Vecinos contra el "corsódromo"

Los vecinos de calle Maipú piden que la misma sea declarada “zona no apta” para los corsos ya que denunciaron molestias “de todo tipo” que afectan “gravemente nuestra calidad de vida –afirmaron-, perturbando el descanso de los ciudadanos que residimos en esta zona y comprometiendo la tranquilidad pública”.
Con estos términos, aproximadamente ochenta y seis personas se pronunciaron en notas giradas al intendente Mario Meoni y al Concejo Deliberante, inquietud que ingresó como petición particular en la última sesión del cuerpo realizada el jueves por la noche.

La preocupación fue girada a la comisión de Legislación –que preside el concejal Renato Figgini Bava- y podría ser tratada por la misma en unos diez días aproximadamente.

En el texto de la nota, se habla de “ruidos molestos excediendo la normal tolerancia y ocasionando contaminación ambiental, debido al excesivo volumen de las comparsas que transitan y los grupos musicales participantes hasta altas horas de la madrugada, sin tomar en cuenta que nos encontramos dentro del ejido urbano”.

Agregan que existen “obstrucciones en la vía pública, ya que se utilizan las veredas, canteros particulares, el paseo “Juan Carlos Vilches”, para colocar sobre los mismos vehículos de todo tipo desde automóviles a combis y un centenar de motos”.

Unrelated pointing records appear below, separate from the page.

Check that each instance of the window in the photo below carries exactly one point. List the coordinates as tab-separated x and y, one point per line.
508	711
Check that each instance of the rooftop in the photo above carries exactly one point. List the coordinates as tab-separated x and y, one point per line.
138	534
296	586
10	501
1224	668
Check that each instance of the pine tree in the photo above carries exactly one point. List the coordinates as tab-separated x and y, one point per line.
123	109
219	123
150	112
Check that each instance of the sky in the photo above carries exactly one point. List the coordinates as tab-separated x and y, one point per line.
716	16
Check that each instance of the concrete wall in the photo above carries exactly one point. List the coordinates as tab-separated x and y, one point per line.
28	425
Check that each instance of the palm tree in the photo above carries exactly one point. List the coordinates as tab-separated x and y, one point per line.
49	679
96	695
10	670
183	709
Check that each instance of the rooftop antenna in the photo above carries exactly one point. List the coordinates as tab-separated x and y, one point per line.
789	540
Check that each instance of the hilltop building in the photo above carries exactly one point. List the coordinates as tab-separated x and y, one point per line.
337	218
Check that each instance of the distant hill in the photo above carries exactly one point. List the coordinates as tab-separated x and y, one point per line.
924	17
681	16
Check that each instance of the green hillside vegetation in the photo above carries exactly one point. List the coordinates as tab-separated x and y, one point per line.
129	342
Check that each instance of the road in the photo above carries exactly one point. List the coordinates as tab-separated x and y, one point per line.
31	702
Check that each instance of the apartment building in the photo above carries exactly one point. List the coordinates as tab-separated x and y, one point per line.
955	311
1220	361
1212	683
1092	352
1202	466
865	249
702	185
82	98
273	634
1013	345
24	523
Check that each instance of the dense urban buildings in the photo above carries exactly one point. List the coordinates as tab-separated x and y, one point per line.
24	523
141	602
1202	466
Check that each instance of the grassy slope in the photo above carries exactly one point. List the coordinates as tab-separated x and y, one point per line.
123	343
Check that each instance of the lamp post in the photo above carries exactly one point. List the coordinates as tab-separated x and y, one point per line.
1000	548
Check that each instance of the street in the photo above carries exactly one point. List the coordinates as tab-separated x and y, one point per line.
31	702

Otro punto puesto de manifiesto por los vecinos es el “consumo de bebidas alcohólicas por parte de los concurrentes antes de ingresar y después de retirarse provocando todo tipo de desmanes (corridas, griteríos, peleas, rotura de luminarias de alumbrado público, golpes en ventanas y puertas, entre otras cosas), utilización de bombas de estruendo provocando daños materiales en nuestras viviendas y todo tipo de conductas reprobables en todas las calles afectadas por dicha actividad” –en relación a los corsos-.

También denunciaron que se arrojan residuos en la vía pública “quedando toda la calle en estado deplorable durante el fin de semana”.

La falta de seguridad figura en el petitorio dado que consideran que “no se puede transitar por las arterias si no es con la debida precaución”. “A las típicas corridas y tocar el timbre numerosas veces se sumaron la apertura de canillas durante toda la noche y todo tipo de vandalismos”, agregaron en la carta.

Aclaran que “no estamos en contra de que se realicen los corsos como actividad de esparcimiento, lo que solicitamos es que la Municipalidad busque un lugar acorde para los mismos, con ese destino específico, donde se puedan expresar sin ocasionar perjuicios a terceros”.

Lucero se defiende

Por su parte, Raúl Héctor “Pato” Lucero , organizador de los corsos en nuestra ciudad dijo que “primero deberíamos tratar de encontrar una solución al problema, charlando. Nunca fui notificado de nada. Estoy sorprendido por todo esto que está pasando”.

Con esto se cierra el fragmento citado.